See this from Stone Baby Games (which is me, in case you didn't know). I mean drama in a good way!

I'm really looking forward to Dreamation this year! I'm also going to bring Werewolves of Miller's Hollow to play, inspired by the awesome story that was created in the Knife Fight Werewolf forum game. I'd like to play this bluffing and strategy game with lots of character development and story.

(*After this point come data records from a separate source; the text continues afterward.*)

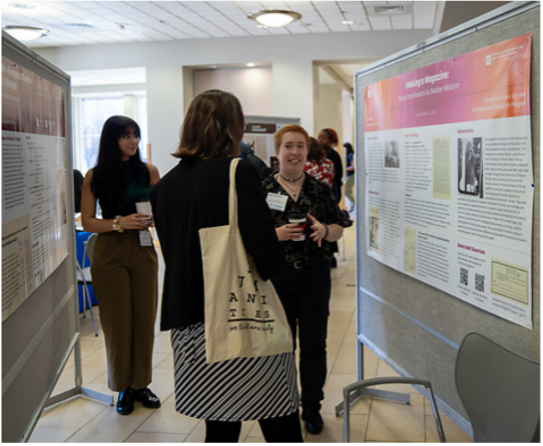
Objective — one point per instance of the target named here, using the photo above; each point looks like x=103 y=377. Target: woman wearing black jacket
x=192 y=196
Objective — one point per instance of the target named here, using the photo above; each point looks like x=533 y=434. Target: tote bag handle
x=233 y=196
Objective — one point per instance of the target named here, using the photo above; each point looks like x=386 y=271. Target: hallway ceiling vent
x=80 y=25
x=390 y=10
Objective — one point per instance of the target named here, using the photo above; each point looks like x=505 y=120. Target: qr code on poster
x=480 y=283
x=464 y=276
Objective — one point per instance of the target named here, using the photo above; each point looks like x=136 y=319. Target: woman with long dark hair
x=192 y=196
x=124 y=266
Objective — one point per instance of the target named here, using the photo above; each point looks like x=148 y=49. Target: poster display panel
x=449 y=186
x=33 y=183
x=259 y=137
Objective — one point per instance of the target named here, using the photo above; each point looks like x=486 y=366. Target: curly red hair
x=332 y=134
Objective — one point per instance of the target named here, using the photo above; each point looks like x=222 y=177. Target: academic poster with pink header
x=449 y=186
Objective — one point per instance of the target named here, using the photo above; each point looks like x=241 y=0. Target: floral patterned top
x=324 y=171
x=316 y=199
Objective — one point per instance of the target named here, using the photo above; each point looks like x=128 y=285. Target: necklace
x=294 y=191
x=289 y=180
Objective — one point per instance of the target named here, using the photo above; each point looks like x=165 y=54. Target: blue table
x=80 y=239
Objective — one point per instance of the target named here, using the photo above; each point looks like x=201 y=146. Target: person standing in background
x=318 y=165
x=328 y=139
x=124 y=266
x=349 y=184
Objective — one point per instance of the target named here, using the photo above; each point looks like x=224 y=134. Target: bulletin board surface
x=39 y=320
x=414 y=325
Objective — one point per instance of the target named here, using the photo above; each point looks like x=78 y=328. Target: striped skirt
x=242 y=389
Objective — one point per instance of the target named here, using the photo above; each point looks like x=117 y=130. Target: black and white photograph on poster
x=392 y=155
x=470 y=166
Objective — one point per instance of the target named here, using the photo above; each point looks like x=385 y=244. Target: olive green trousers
x=125 y=282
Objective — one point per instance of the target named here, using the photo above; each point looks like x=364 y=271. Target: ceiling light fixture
x=22 y=5
x=275 y=18
x=25 y=33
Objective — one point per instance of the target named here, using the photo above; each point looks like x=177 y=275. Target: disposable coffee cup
x=144 y=207
x=298 y=219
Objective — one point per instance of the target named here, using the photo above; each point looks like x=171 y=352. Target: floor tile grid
x=83 y=420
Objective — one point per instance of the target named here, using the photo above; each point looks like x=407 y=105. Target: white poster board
x=33 y=183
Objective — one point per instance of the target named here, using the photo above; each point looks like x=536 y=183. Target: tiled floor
x=81 y=420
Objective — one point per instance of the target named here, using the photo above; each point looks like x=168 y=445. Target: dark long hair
x=108 y=178
x=213 y=126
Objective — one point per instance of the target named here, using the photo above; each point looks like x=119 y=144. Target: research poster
x=260 y=138
x=33 y=183
x=450 y=184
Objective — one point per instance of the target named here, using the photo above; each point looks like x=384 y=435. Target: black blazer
x=194 y=195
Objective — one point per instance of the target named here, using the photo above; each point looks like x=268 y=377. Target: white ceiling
x=92 y=22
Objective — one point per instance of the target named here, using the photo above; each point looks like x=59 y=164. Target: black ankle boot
x=125 y=403
x=147 y=398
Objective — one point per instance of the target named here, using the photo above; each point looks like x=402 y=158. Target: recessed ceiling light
x=275 y=18
x=25 y=33
x=23 y=5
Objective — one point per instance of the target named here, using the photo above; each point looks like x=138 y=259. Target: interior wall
x=252 y=86
x=166 y=64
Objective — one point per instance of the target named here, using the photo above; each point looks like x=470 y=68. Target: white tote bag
x=243 y=314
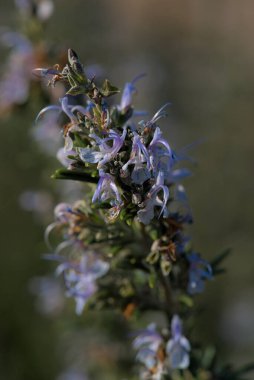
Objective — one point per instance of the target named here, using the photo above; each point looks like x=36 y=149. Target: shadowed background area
x=197 y=55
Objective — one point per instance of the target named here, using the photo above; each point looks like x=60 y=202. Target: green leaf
x=108 y=89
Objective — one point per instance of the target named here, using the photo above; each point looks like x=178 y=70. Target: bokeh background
x=199 y=56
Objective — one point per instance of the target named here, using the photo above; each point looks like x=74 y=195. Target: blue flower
x=178 y=347
x=147 y=343
x=138 y=156
x=80 y=278
x=199 y=271
x=107 y=152
x=157 y=197
x=160 y=153
x=107 y=189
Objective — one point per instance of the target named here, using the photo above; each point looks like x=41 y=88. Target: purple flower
x=147 y=344
x=178 y=347
x=107 y=189
x=80 y=278
x=107 y=152
x=199 y=271
x=157 y=197
x=139 y=155
x=160 y=153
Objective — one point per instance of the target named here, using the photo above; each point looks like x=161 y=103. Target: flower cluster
x=124 y=245
x=160 y=356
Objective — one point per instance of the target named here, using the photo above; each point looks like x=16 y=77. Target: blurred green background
x=199 y=56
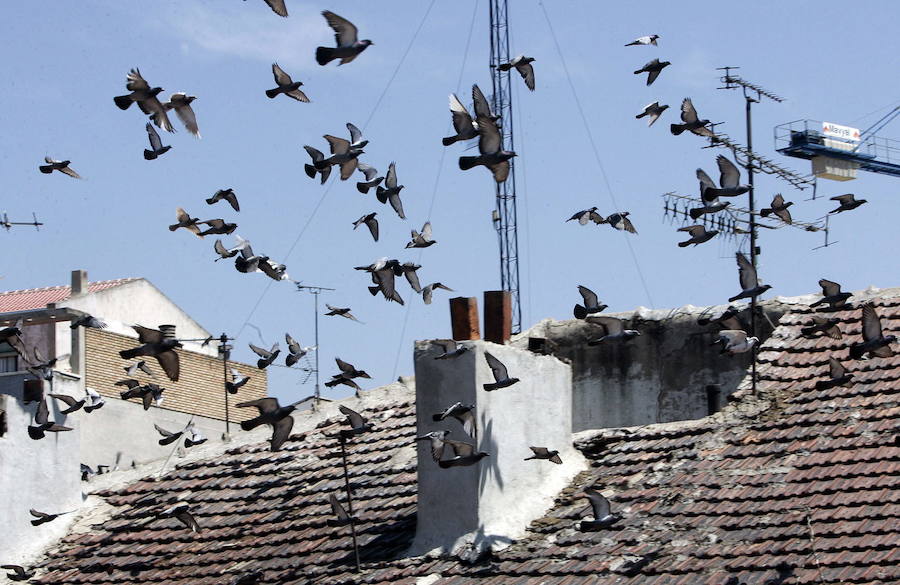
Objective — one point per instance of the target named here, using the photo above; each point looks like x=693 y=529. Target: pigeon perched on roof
x=847 y=202
x=58 y=165
x=586 y=215
x=647 y=40
x=653 y=69
x=286 y=86
x=498 y=370
x=225 y=195
x=591 y=303
x=750 y=287
x=345 y=37
x=779 y=208
x=181 y=103
x=652 y=112
x=524 y=67
x=875 y=342
x=692 y=122
x=462 y=122
x=698 y=233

The picture above is of the character in Brotherhood of the Wolf who was the inspiration for my NPC Parthenia, who was the twin sister of my PC William Christian Ellsworth the Printer. Wrong time period, but I imagined her wearing red. How could an unmarried woman named "Parthenia" not wear red in a story about werewolves? Poor Will, by the way, was the next to last character to be hanged.

06 January 2009

Parthenia's Dad

My parents visited us from December 18 to the 28th. It was a fun visit, except I spent the better part of their stay concerned about my dad's health. The last time I saw him was in March in Atlanta (see above) and he was almost 6 months post recovery from congestive heart failure. This time he did not look well. Apparently he wasn't feeling well.

Without getting into the particulars, he was admitted to the hospital on Saturday, and has been in ICU since then. He was a blockage of the large intestine. They performed a sigmoidoscopy Monday and biopsied a section. We'll know more tomorrow.

My dad will be 66 in about two weeks. I am very concerned about him.